We propose a new Q-learning variant, called 2RA Q-learning, that addresses
some weaknesses of existing Q-learning methods in a principled manner. One such
weakness is an underlying estimation bias which cannot be controlled and often
results in poor performance. We propose a distributionally robust estimator for
the maximum expected value term, which allows us to precisely control the level
of estimation bias introduced. The distributionally robust estimator admits a
closed-form solution such that the proposed algorithm has a computational cost
per iteration comparable to Watkins' Q-learning.
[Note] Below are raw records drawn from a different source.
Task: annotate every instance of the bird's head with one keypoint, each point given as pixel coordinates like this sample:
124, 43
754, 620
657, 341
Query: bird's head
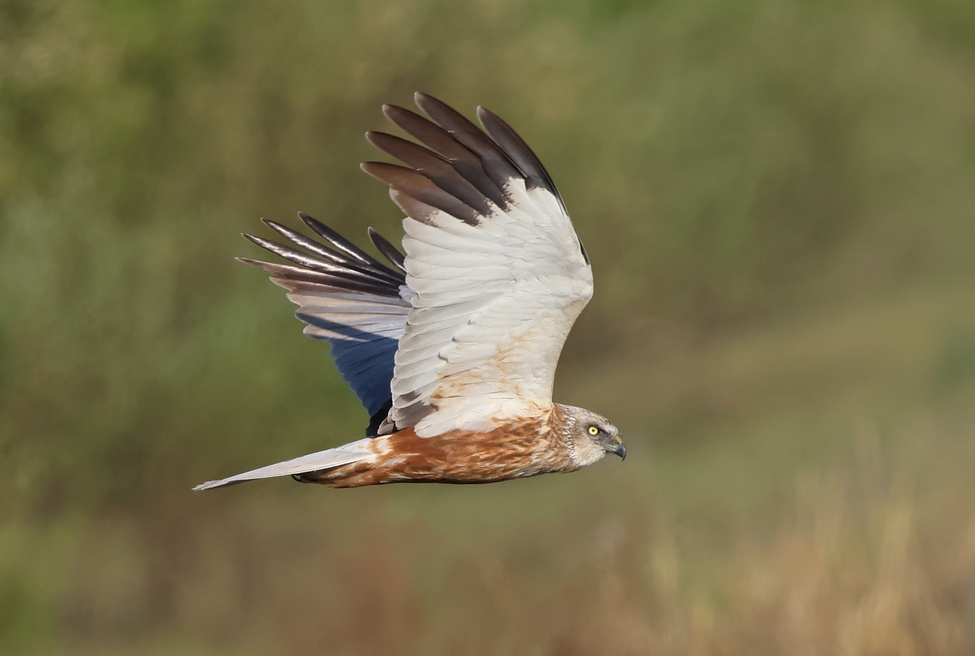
593, 436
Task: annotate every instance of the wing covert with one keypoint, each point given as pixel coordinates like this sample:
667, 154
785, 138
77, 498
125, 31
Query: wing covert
498, 271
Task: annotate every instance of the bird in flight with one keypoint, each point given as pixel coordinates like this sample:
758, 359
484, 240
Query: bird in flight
452, 349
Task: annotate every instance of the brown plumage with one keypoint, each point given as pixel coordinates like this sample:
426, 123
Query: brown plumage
453, 350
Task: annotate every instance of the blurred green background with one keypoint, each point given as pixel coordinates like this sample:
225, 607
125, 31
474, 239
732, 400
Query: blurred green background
778, 198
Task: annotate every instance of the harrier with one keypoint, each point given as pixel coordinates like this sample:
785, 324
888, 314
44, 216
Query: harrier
453, 349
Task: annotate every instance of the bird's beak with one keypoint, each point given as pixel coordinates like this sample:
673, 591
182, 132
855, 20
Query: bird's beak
620, 450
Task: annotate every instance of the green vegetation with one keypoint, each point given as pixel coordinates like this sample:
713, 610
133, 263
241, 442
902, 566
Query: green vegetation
779, 201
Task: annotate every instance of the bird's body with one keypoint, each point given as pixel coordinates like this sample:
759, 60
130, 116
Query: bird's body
453, 351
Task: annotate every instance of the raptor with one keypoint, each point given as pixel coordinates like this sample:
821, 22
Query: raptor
451, 347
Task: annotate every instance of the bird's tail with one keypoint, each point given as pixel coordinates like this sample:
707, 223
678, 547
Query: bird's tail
328, 459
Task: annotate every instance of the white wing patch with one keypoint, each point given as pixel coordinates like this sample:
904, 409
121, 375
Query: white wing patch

For the tabular case, we show
that 2RA Q-learning converges to the optimal policy and analyze its asymptotic
mean-squared error. Lastly, we conduct numerical experiments for various
settings, which corroborate our theoretical findings and indicate that 2RA
Q-learning often performs better than existing methods.

我们提出了一种新的 Q 学习变体，称为 2RA Q 学习，以有原则的方式解决现有 Q 学习方法的一些弱点。我们对最大期望值项提出了鲁棒分布估计器，从而可以精确控制引入的估计偏差水平。分布鲁棒估计器具备闭合解，因此所提出的算法每次迭代的计算成本与 Watkins 的 Q 学习可比。对于表格情况，我们证明 2RA Q 学习收敛到最优策略，并分析其渐近均方误差。最后，我们进行了各种设置的数值实验，证实了我们的理论发现，并表明 2RA Q 学习通常优于现有方法。